My solution to this problem is the following:
Solution: $[a,b]$ is closed interval, so $f$ is uniformly continuous on the interval $[a,b]$. So, we know that there exists $\delta >0$ such that for all $\epsilon > 0$, if $|x-c| < \delta$ then $|f(x) - f(c)| < \epsilon$. In the above definition of uniform continuity, let $x=b$ and $c>b-\delta$, and notice that $x-c<\delta$. Then applying the definition of continuity, we see that this implies $|f(b) - f(b-\delta)| < \epsilon$. Expanding this inequality we see that we have $-\epsilon < f(b) - f(b-\delta) < \epsilon$. Since this is true for any $\epsilon > 0$, then we can choose $\epsilon >0$ as we wish. Choose $\epsilon < -f(b)$, and since $f(b) < 0$, then this means we still have $\epsilon > 0$. Notice this implies that for all points $x_0$ in the domain strictly between $x$ and $c$, we have $f(x_0) < 0$.

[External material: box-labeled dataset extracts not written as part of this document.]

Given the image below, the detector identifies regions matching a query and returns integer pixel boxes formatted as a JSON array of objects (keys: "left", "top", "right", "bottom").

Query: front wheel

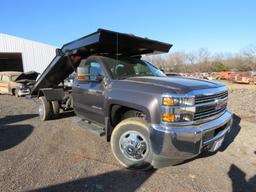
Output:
[{"left": 111, "top": 118, "right": 152, "bottom": 170}]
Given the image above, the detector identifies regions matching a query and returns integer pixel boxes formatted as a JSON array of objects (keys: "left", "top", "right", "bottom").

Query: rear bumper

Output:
[{"left": 150, "top": 111, "right": 232, "bottom": 168}]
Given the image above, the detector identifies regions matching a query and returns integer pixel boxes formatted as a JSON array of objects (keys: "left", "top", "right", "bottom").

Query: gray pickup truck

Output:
[{"left": 32, "top": 29, "right": 232, "bottom": 169}]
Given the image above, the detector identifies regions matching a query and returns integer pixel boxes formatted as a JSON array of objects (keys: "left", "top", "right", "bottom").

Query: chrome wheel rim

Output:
[{"left": 119, "top": 131, "right": 149, "bottom": 162}]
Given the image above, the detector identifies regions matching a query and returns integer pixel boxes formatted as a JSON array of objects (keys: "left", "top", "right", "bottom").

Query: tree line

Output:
[{"left": 143, "top": 45, "right": 256, "bottom": 73}]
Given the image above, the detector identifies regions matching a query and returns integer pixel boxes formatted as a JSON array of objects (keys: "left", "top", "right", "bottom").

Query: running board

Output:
[{"left": 74, "top": 119, "right": 105, "bottom": 136}]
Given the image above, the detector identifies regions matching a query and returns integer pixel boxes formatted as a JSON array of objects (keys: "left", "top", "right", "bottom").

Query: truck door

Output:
[{"left": 72, "top": 60, "right": 104, "bottom": 124}]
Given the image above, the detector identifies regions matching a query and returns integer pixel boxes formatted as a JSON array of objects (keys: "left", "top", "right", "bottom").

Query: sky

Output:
[{"left": 0, "top": 0, "right": 256, "bottom": 53}]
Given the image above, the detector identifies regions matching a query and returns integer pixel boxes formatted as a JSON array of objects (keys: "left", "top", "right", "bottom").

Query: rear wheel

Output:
[
  {"left": 38, "top": 96, "right": 53, "bottom": 121},
  {"left": 51, "top": 101, "right": 60, "bottom": 115},
  {"left": 111, "top": 117, "right": 152, "bottom": 170}
]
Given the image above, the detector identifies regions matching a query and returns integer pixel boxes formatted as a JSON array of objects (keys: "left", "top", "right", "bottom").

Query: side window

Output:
[
  {"left": 89, "top": 61, "right": 103, "bottom": 81},
  {"left": 2, "top": 75, "right": 9, "bottom": 82}
]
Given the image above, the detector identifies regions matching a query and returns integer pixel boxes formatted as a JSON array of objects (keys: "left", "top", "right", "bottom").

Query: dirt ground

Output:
[{"left": 0, "top": 84, "right": 256, "bottom": 192}]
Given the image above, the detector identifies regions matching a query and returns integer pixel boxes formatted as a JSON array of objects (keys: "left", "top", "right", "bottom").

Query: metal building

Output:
[{"left": 0, "top": 33, "right": 56, "bottom": 73}]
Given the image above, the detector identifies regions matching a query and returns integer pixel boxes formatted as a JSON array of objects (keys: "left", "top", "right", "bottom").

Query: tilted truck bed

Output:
[{"left": 31, "top": 29, "right": 172, "bottom": 96}]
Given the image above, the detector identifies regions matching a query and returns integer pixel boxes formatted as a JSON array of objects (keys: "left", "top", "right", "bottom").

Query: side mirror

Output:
[
  {"left": 55, "top": 48, "right": 64, "bottom": 56},
  {"left": 76, "top": 66, "right": 103, "bottom": 83}
]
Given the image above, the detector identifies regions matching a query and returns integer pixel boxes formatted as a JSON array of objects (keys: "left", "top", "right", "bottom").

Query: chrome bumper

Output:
[
  {"left": 18, "top": 89, "right": 30, "bottom": 97},
  {"left": 150, "top": 111, "right": 232, "bottom": 168}
]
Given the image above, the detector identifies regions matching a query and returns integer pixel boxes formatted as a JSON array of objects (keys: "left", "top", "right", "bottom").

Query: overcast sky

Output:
[{"left": 0, "top": 0, "right": 256, "bottom": 53}]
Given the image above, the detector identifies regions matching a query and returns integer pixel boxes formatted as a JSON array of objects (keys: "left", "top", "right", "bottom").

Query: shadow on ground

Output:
[
  {"left": 228, "top": 164, "right": 256, "bottom": 192},
  {"left": 0, "top": 114, "right": 37, "bottom": 151},
  {"left": 31, "top": 170, "right": 155, "bottom": 192},
  {"left": 0, "top": 114, "right": 38, "bottom": 125}
]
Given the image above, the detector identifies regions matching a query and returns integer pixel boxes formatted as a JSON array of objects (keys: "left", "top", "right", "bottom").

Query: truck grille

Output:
[
  {"left": 195, "top": 91, "right": 228, "bottom": 105},
  {"left": 194, "top": 91, "right": 228, "bottom": 121}
]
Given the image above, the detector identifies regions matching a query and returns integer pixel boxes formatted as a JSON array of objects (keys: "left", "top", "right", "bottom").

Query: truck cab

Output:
[{"left": 32, "top": 30, "right": 232, "bottom": 169}]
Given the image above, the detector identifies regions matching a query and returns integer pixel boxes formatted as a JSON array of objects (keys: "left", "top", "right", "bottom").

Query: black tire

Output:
[
  {"left": 38, "top": 96, "right": 53, "bottom": 121},
  {"left": 111, "top": 117, "right": 153, "bottom": 170},
  {"left": 51, "top": 101, "right": 60, "bottom": 116}
]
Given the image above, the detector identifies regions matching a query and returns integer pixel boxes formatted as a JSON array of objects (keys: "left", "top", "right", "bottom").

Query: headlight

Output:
[
  {"left": 162, "top": 96, "right": 195, "bottom": 123},
  {"left": 162, "top": 97, "right": 195, "bottom": 106}
]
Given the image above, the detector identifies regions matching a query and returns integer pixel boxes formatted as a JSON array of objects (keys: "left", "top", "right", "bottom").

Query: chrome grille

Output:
[
  {"left": 194, "top": 91, "right": 228, "bottom": 121},
  {"left": 195, "top": 91, "right": 228, "bottom": 105}
]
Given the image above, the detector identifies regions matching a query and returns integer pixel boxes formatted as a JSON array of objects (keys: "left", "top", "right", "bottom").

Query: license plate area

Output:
[{"left": 210, "top": 137, "right": 224, "bottom": 152}]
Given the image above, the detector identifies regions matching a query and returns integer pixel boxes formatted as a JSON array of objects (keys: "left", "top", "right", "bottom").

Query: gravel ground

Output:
[{"left": 0, "top": 84, "right": 256, "bottom": 192}]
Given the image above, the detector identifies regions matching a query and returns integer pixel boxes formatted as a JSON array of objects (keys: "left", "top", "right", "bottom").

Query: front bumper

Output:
[{"left": 150, "top": 111, "right": 232, "bottom": 168}]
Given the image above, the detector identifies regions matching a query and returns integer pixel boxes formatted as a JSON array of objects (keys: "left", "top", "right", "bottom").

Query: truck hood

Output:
[{"left": 124, "top": 77, "right": 225, "bottom": 94}]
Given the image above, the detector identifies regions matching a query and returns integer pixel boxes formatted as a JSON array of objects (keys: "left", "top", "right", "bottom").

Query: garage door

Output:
[{"left": 0, "top": 53, "right": 23, "bottom": 71}]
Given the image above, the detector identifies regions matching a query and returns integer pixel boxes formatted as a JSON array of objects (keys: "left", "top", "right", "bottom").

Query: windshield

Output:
[{"left": 105, "top": 58, "right": 166, "bottom": 79}]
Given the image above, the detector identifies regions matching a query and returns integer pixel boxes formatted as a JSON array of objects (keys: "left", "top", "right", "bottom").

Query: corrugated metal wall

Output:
[{"left": 0, "top": 33, "right": 56, "bottom": 73}]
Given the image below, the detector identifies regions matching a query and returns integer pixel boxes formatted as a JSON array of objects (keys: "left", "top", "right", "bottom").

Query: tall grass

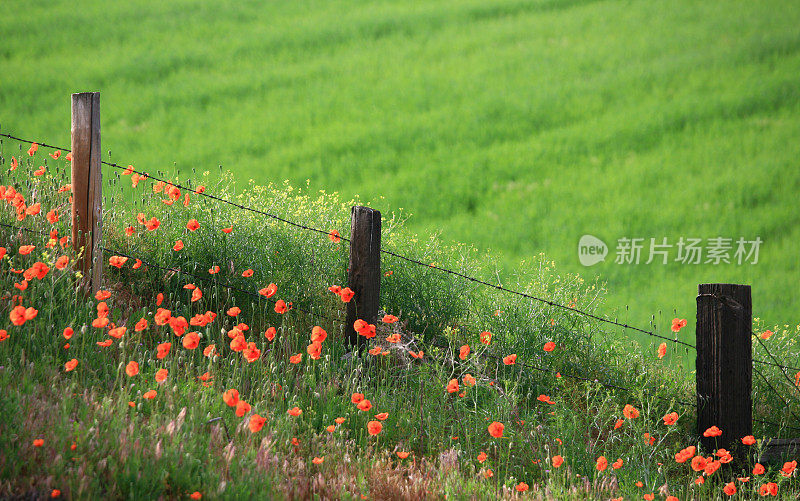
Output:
[{"left": 0, "top": 145, "right": 798, "bottom": 499}]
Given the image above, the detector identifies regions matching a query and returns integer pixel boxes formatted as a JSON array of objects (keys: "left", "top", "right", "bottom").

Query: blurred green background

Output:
[{"left": 0, "top": 0, "right": 800, "bottom": 340}]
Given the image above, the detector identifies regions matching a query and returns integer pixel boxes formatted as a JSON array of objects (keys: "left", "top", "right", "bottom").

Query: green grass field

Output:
[{"left": 0, "top": 0, "right": 800, "bottom": 340}]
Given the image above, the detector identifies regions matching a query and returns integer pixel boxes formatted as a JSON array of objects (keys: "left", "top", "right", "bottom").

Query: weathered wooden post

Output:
[
  {"left": 697, "top": 284, "right": 753, "bottom": 451},
  {"left": 345, "top": 206, "right": 381, "bottom": 347},
  {"left": 72, "top": 92, "right": 103, "bottom": 293}
]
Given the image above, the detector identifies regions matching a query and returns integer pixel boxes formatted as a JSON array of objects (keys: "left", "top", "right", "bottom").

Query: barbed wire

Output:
[{"left": 0, "top": 133, "right": 696, "bottom": 349}]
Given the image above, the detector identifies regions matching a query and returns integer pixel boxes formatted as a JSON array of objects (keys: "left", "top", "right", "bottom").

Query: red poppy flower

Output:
[
  {"left": 125, "top": 360, "right": 139, "bottom": 377},
  {"left": 183, "top": 332, "right": 200, "bottom": 350},
  {"left": 447, "top": 379, "right": 459, "bottom": 393},
  {"left": 339, "top": 287, "right": 355, "bottom": 303},
  {"left": 489, "top": 421, "right": 505, "bottom": 438},
  {"left": 108, "top": 256, "right": 128, "bottom": 269},
  {"left": 367, "top": 421, "right": 383, "bottom": 436},
  {"left": 242, "top": 343, "right": 261, "bottom": 363},
  {"left": 622, "top": 404, "right": 639, "bottom": 419},
  {"left": 222, "top": 388, "right": 239, "bottom": 407},
  {"left": 258, "top": 284, "right": 278, "bottom": 297}
]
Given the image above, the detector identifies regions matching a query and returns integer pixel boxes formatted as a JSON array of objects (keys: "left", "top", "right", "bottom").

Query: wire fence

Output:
[{"left": 0, "top": 133, "right": 800, "bottom": 431}]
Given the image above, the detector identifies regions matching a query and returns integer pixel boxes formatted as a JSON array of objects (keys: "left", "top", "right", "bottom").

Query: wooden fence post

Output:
[
  {"left": 697, "top": 284, "right": 753, "bottom": 451},
  {"left": 345, "top": 206, "right": 381, "bottom": 347},
  {"left": 72, "top": 92, "right": 103, "bottom": 293}
]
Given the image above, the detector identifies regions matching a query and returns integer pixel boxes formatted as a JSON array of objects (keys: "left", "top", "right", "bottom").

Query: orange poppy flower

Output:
[
  {"left": 236, "top": 400, "right": 252, "bottom": 417},
  {"left": 242, "top": 343, "right": 262, "bottom": 363},
  {"left": 339, "top": 287, "right": 355, "bottom": 303},
  {"left": 182, "top": 332, "right": 200, "bottom": 350},
  {"left": 306, "top": 341, "right": 322, "bottom": 360},
  {"left": 311, "top": 325, "right": 328, "bottom": 343},
  {"left": 367, "top": 421, "right": 383, "bottom": 436},
  {"left": 489, "top": 421, "right": 505, "bottom": 438},
  {"left": 447, "top": 379, "right": 459, "bottom": 393},
  {"left": 108, "top": 256, "right": 128, "bottom": 269},
  {"left": 622, "top": 404, "right": 639, "bottom": 419},
  {"left": 258, "top": 284, "right": 278, "bottom": 297},
  {"left": 222, "top": 388, "right": 239, "bottom": 407}
]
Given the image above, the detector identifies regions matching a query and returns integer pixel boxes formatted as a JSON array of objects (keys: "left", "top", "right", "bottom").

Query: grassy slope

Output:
[{"left": 0, "top": 0, "right": 800, "bottom": 336}]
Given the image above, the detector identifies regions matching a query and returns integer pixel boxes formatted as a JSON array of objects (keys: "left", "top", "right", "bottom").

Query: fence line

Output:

Then observe that in the definition of integral, we have $\int_{c=b-\delta}^{b} f(x) dx = \inf\{U(P,f,\alpha): P\}.$ And since by definition $U = \sum_{i=1}^n M_{f_i} \Delta \alpha_i$.
Then obviously since $f(x_0) < 0$ for all $x_0$ in this summation, then $\int_{c=b-\delta}^{b} f(x) dx < 0$.
I have a few questions about this solution:
1) Is uniform continuity necessary? Or is just continuity sufficient and if so, why?
2) Is there an easier way to prove this than going to the definition of a Riemann integral as a sum?